Rust — Pluggable architecture

let converter = DocxToMarkdown::with_components(
    ConvertOptions::default(),
    MyExtractor,    // impl AstExtractor
    MyRenderer,     // impl Renderer
);

See docs/API_POLICY.md for stability guarantees on these traits.

# Cargo.toml
[dependencies]
undocx = "0.4"

Tips for RAG pipelines:

  • Use image_handling="skip" to reduce token count
  • Output is clean Markdown — split on ## headers for semantic chunking
  • Footnotes and comments are preserved as [^ref] for full context

Supported Features

Category Elements
Text Bold, italic, underline, strikethrough, superscript/subscript
Structure Heading 1-9, Title, Subtitle, alignment (center/right)
Lists Ordered (decimal, letter, roman, Korean, circled), unordered, nested
Tables Colspan, rowspan, nested tables, multi-paragraph cells
Links External, internal bookmarks, TOC anchors
Images Inline, floating, VML legacy — base64 embed, save to dir, or skip
Notes Footnotes, endnotes, comments (as Markdown [^ref])
Track changes Insertions (<ins>), deletions (~~strikethrough~~)
Other Page/column/line breaks, SDT, field codes, bookmarks, symbols

Options

Field Default Description
image_handling Inline Inline / SaveToDir(path) / Skip
preserve_whitespace false Keep original spacing
html_underline true <u> tags for underline
html_strikethrough false <s> tags instead of ~~
strict_reference_validation false Fail on broken note/comment refs

Development

cargo test --all-features                                  # test
cargo clippy --all-features --tests -- -D warnings         # lint
python examples/benchmark_comparison.py ./tests/pandoc 10  # bench

See CONTRIBUTING.md for development setup and guidelines.

License

MIT — see LICENSE

Project details


Download files

Download the file for your platform. If you're not sure which to choose, learn more about installing packages.

Source Distribution

undocx-0.5.2.tar.gz (906.6 kB view details)

Uploaded Source

Built Distributions

If you're not sure about the file name format, learn more about wheel file names.

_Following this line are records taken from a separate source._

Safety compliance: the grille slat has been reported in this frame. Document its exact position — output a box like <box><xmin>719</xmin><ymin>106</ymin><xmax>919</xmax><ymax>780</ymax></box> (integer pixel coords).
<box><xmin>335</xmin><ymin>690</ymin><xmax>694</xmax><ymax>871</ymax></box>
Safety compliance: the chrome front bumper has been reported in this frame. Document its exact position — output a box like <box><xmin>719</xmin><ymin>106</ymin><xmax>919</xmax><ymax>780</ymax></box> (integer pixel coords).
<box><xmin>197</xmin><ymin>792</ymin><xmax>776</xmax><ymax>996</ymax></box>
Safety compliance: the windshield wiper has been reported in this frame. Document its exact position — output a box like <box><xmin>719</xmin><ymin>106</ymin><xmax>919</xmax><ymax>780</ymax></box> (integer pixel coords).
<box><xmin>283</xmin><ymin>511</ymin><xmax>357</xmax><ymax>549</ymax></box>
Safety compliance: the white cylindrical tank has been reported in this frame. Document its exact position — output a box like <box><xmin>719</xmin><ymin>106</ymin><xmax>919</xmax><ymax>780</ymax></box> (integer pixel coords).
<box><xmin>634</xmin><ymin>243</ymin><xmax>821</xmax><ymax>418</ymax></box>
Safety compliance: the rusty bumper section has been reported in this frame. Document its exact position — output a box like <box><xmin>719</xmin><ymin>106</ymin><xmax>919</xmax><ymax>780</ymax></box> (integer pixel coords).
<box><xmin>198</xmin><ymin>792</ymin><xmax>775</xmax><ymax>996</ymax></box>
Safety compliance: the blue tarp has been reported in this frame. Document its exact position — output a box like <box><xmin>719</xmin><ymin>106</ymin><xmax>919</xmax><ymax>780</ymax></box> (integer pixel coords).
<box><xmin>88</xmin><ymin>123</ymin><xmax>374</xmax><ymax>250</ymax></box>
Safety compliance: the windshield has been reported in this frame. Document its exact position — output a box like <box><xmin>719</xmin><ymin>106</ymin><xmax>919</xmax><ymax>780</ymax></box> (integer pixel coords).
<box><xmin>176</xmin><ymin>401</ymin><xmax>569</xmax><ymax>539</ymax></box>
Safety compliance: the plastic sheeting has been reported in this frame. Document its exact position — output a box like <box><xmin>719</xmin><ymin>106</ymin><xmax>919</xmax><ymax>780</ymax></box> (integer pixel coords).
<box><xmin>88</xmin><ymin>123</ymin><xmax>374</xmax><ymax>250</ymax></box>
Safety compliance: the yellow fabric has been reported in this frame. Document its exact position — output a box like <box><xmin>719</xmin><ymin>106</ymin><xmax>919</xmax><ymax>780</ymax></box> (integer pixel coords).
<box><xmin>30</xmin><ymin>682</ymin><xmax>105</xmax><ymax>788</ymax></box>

undocx-0.5.2-cp312-abi3-win_amd64.whl (1.2 MB view details)

Uploaded CPython 3.12+Windows x86-64

undocx-0.5.2-cp312-abi3-macosx_10_12_x86_64.macosx_11_0_arm64.macosx_10_12_universal2.whl (2.4 MB view details)

Uploaded CPython 3.12+macOS 10.12+ universal2 (ARM64, x86-64)macOS 10.12+ x86-64macOS 11.0+ ARM64

undocx-0.5.2-cp38-cp38-manylinux_2_17_x86_64.manylinux2014_x86_64.whl (1.3 MB view details)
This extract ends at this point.